Bitcoin has nearly an 80% chance of reaching new all-time highs by 2027 if historical price patterns repeat.
Key points:
- Bitcoin has narrowed its decline from all-time highs from 50% to 35% after rebounding to $80,000.
- Historical market patterns suggest similar recoveries have often been followed by new record highs within a year.
- Some analysts also point to the Buffett Indicator as a signal that Bitcoin could eventually climb toward fresh highs near $160,000.
BTC drawdown recovery points to higher odds of new all-time highs
New research published Tuesday by network economist Timothy Peterson examined what historically happens when Bitcoin recovers from deep drawdowns.
“I looked at every time Bitcoin went from a -50% drawdown to a -35% drawdown — the situation we are in today,” Peterson wrote in a post on X.
Bitcoin fell below $60,000 in late February, pushing its decline from the record high of $126,200 to more than 50%. Since then, the market has partially recovered, with BTC trading near $81,000.
Based on data from TradingView, Bitcoin is now down roughly 35% from its October 2025 all-time high.

As Timothy Peterson noted alongside a supporting chart, similar recoveries have appeared repeatedly throughout past Bitcoin bear markets.
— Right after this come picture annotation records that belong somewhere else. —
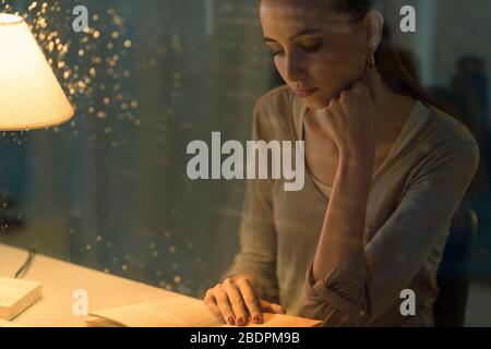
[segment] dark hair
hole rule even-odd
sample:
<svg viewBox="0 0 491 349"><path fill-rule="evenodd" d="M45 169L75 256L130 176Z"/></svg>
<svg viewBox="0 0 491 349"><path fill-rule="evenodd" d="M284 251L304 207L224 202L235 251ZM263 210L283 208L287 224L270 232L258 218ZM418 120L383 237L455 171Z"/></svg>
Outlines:
<svg viewBox="0 0 491 349"><path fill-rule="evenodd" d="M261 0L259 1L261 3ZM351 19L351 23L358 23L363 20L368 12L374 8L374 0L316 0L318 4L326 8L347 13ZM383 1L385 11L392 13L391 4ZM472 125L466 122L466 118L455 117L452 109L444 107L440 103L432 99L422 87L416 70L416 62L411 53L400 49L395 49L392 44L391 33L386 24L384 24L382 39L378 50L374 53L378 71L382 80L396 93L407 95L416 100L420 100L427 106L435 107L455 119L462 121L471 133L475 133ZM482 158L479 161L478 171L472 183L467 191L465 201L471 202L479 194L487 190L486 167Z"/></svg>
<svg viewBox="0 0 491 349"><path fill-rule="evenodd" d="M332 9L348 13L354 23L364 19L367 13L374 7L373 0L323 0ZM393 12L391 5L384 3L386 11ZM453 108L447 108L441 103L431 98L419 80L416 69L416 62L409 51L395 49L391 41L391 33L384 24L382 39L375 52L375 62L382 80L396 93L407 95L414 99L420 100L428 106L433 106L447 115L463 122L471 133L476 133L475 125L464 116L456 117ZM477 200L482 191L488 190L486 179L486 165L482 157L479 159L479 168L467 190L464 198L465 203L471 203Z"/></svg>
More importantly for bullish investors, those rebounds have often been followed by fresh record highs.
“Seven out of nine times, it hit a new all-time high within a year,” Peterson said.
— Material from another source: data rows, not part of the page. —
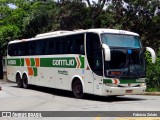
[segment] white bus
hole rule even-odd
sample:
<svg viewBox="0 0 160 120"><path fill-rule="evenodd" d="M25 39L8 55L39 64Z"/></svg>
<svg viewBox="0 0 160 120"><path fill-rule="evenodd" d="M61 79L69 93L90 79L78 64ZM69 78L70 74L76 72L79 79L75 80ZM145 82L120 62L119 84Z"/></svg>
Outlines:
<svg viewBox="0 0 160 120"><path fill-rule="evenodd" d="M7 77L29 84L100 96L146 90L145 51L138 34L114 29L56 31L8 44Z"/></svg>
The most recent example of a similar recovery occurred near the end of the 2022 bear market, when Bitcoin experienced a peak drawdown of more than 70%.
Data from Glassnode shows it was not until December 2023 that Bitcoin’s decline narrowed to 35% below the all-time highs recorded two years earlier.
Just a few months later, Bitcoin went on to reach a new record high in March 2024.

Bitcoin “looks cheap” as analysts eye $160,000 target
Despite ongoing uncertainty surrounding macroeconomic and geopolitical conditions, bullish forecasts for Bitcoin continue to emerge this month.
Matthew Sigel, head of digital asset research at VanEck, recently compared Bitcoin’s valuation with gold and suggested that $160,000 per coin could represent a conservative upside target.
Sigel pointed to the so-called Buffett Indicator — the ratio of the total US stock market capitalization to GDP, popularized by investor Warren Buffett — as a signal that Bitcoin may be undervalued relative to broader financial markets.
“Bitcoin looks cheap,” Sigel told followers on X on Monday.
“If it regains the 35x XBT/XAU cross implied by current levels of the Buffett Indicator, we’re looking at $160k, and that’s just catching up to where equities already are.”